Why non-blanking spaces rendered as gray background?

rhimbo · February 23, 2022, 1:27am

LibreOffice 7.1.6.2 on macOS Monterey 12.2.1

This topic has appeared many times, but the threads are all old and closed so I’m reposting to hopefully get some answers from the actual development team…

When pasting text into a Writer document, there are quite a few gray spaces where the original text just had white space. In my experience, this happens even when there is clearly just a space, not a tab, not a break, not a font change, etc. Why would Writer need to do render as gray background? A space is a space.

All the other threads on this topic seem to surmise that Writer feels the need to render the space with a gray background to inform the user that it is non-breaking white space.

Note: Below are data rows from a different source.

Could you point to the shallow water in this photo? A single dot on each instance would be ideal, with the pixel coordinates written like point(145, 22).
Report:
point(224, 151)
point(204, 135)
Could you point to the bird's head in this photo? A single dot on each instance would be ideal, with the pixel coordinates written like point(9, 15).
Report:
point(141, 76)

I did some experimenting. There is one instance in a document I’m currently editing where I pasted translation of some original English text into French. One phrase ‘win-win’ translated as « gagnant-gagnant » had a gray space rendered between the angle quotation marks and the letter ‘g’.

This could be a case where the non-breaking space was needed for French because the word ‘gagnant’ is longer than the English ‘win’ and the text was wrapped in the French language version of the doc whereas the English version fit ‘win-win’ all on the current line.

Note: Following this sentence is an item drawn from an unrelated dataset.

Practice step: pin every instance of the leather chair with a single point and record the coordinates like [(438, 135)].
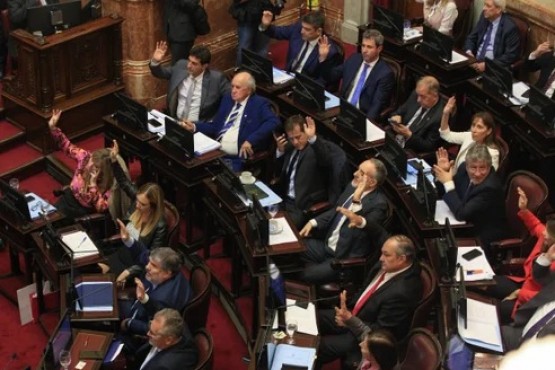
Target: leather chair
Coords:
[(195, 312), (422, 351), (205, 347), (537, 193)]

That being said, there are many instances in the same document where a gray background was rendered for a space in the middle of a line. In most of the cases the gray space preceded a punctuation mark such as a ‘:’ or semi-colon ‘;’

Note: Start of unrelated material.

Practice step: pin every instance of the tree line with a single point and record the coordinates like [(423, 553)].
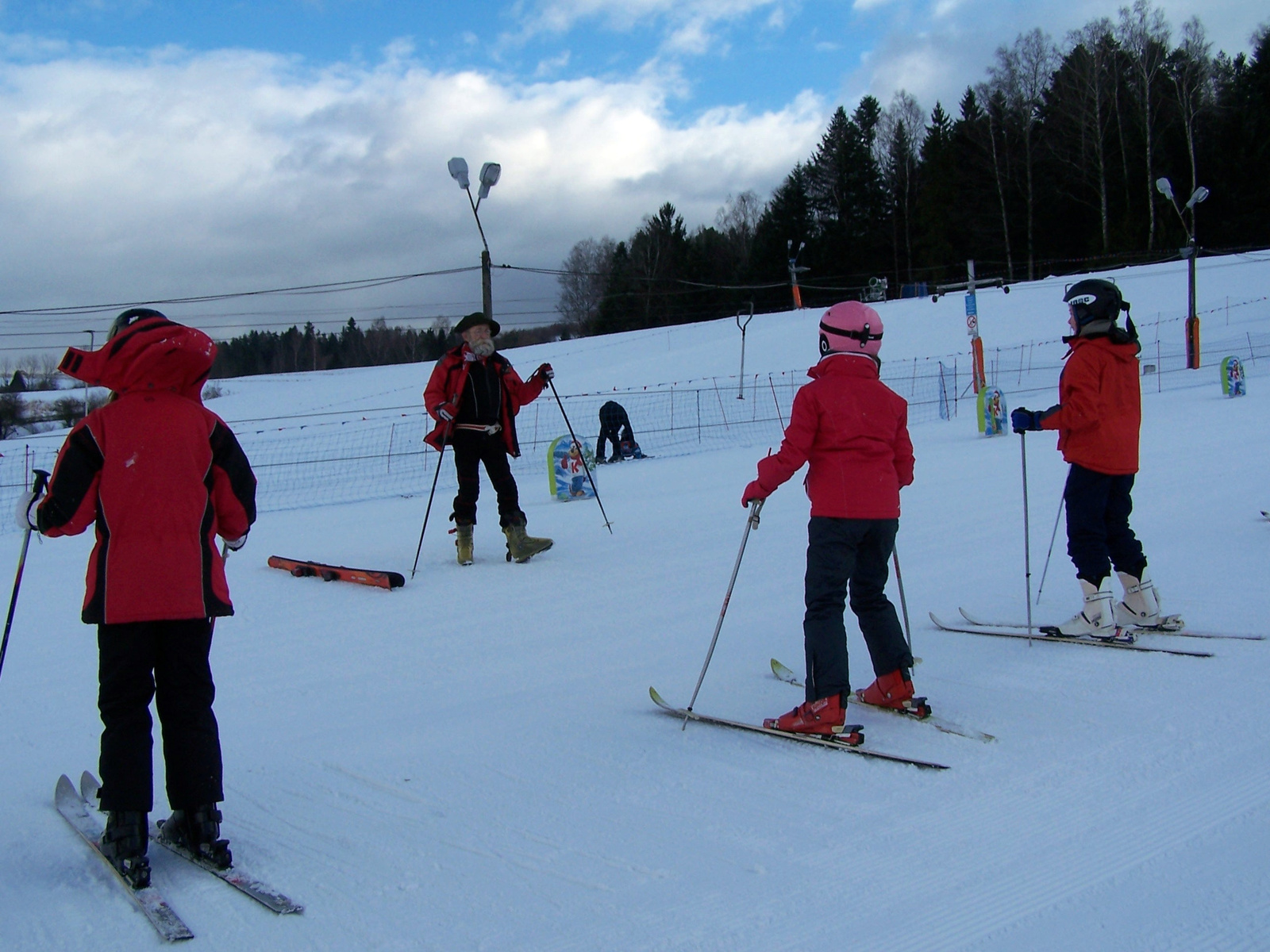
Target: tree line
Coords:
[(309, 349), (1048, 165)]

That is, the English text with no space between the end of a word and a colon was converted to the same word followed by a space preceding the colon. Even if this is correct grammatically, why would there need to put a gray rendering where the space character appears?

Could someone from the development team comment please?

EarnestAl · February 23, 2022, 2:22am

I am not from the development team; they don’t live here, just us users.

Click Tools > AutoCorrect > AutoCorrect Options > Localised Options and you will see that there are settings to Add non-breaking space before specific punctuation marks in French text.

Why? I assume because that is what the French language authorities in those countries have determined should be done.

Press Alt+X immediately after the grey to see what character it is, it might be

U+2060 WORD JOINER (HTML ⁠ · &NoBreak; · WJ). Encoded in Unicode since version 3.2. The word-joiner does not produce any space and prohibits a line break at its position.
No-break thin space, known in Unicode as “NARROW NO-BREAK SPACE” (U+202F). This is required for French punctuation before ?, ! or ;

The field backgrounds don’t print nor export to pdf, they are there so you can identify them. If you don’t want to see them you can click View > Field shadings (Ctrl+F8). Cheers, Al

rhimbo · February 23, 2022, 3:20am

Thank you. Yours is a good explanation. And I am now introduced to the auto correct options to which you directed me…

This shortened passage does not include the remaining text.